Stronger Baseline Model. Although the proposed baseline model, GaitBase, has achieved state-of-the-art performance on the largest outdoor gait dataset, GREW [48], with a rank-1 accuracy of 60.1%, there is still a significant gap in achieving an accurate enough gait recognition for real-world applications. Additionally, there has been a modeling shift from CNNs to Transformers [36, 4, 20] in many visual tasks. With its outstanding modeling capabilities, transformer-based gait recognition offers a fascinating solution to the challenges posed by outdoor environments, yet it has not received the attention it deserves. Therefore, the development of a stronger baseline model, such as a transformer-based model, remains a pressing issue for practical gait recognition.

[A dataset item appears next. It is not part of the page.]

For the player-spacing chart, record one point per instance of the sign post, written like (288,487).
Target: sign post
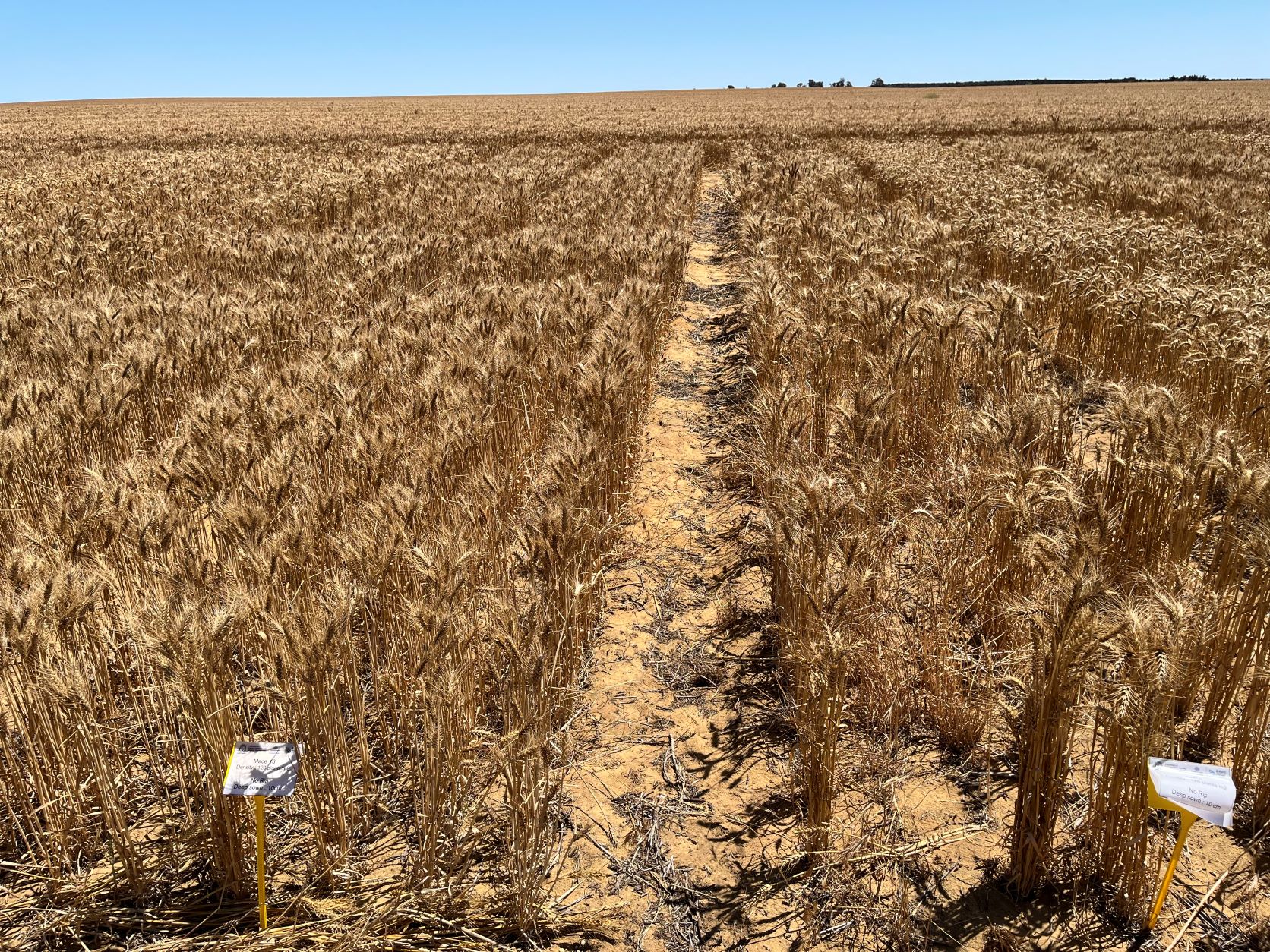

Unsupervised Gait Recognition. The large-scale collection of annotated gait data in the wild is economically expensive and usually limited in the trade-off between the diversity and scale. For example, the largest outdoor gait dataset, GREW [48], covers over 20,000 subjects, but each subject, on average, only has about 4.5 walking sequences mostly captured from nearly front and back viewpoints. Additionally, it is challenging for outdoor gait datasets like GREW to include the long-term changes in clothing, age, hair, and body sizes for each subject as their collection process typically finishes in several months. Therefore, we consider learning the general gait representation, i.e., prior identity knowledge, from unlabelled walking videos to be a challenging yet highly appealing task for further study.

Ethical Statements.

We are highly concerned about personal information security and argue that the improper use or abuse of gait recognition will threaten personal privacy. We believe that the development of vision techniques should only devote to the cause of human happiness.

Acknowledgment

We want to thank the reviewers for their efforts and the authors of the references for their inspiring insights and awesome achievements.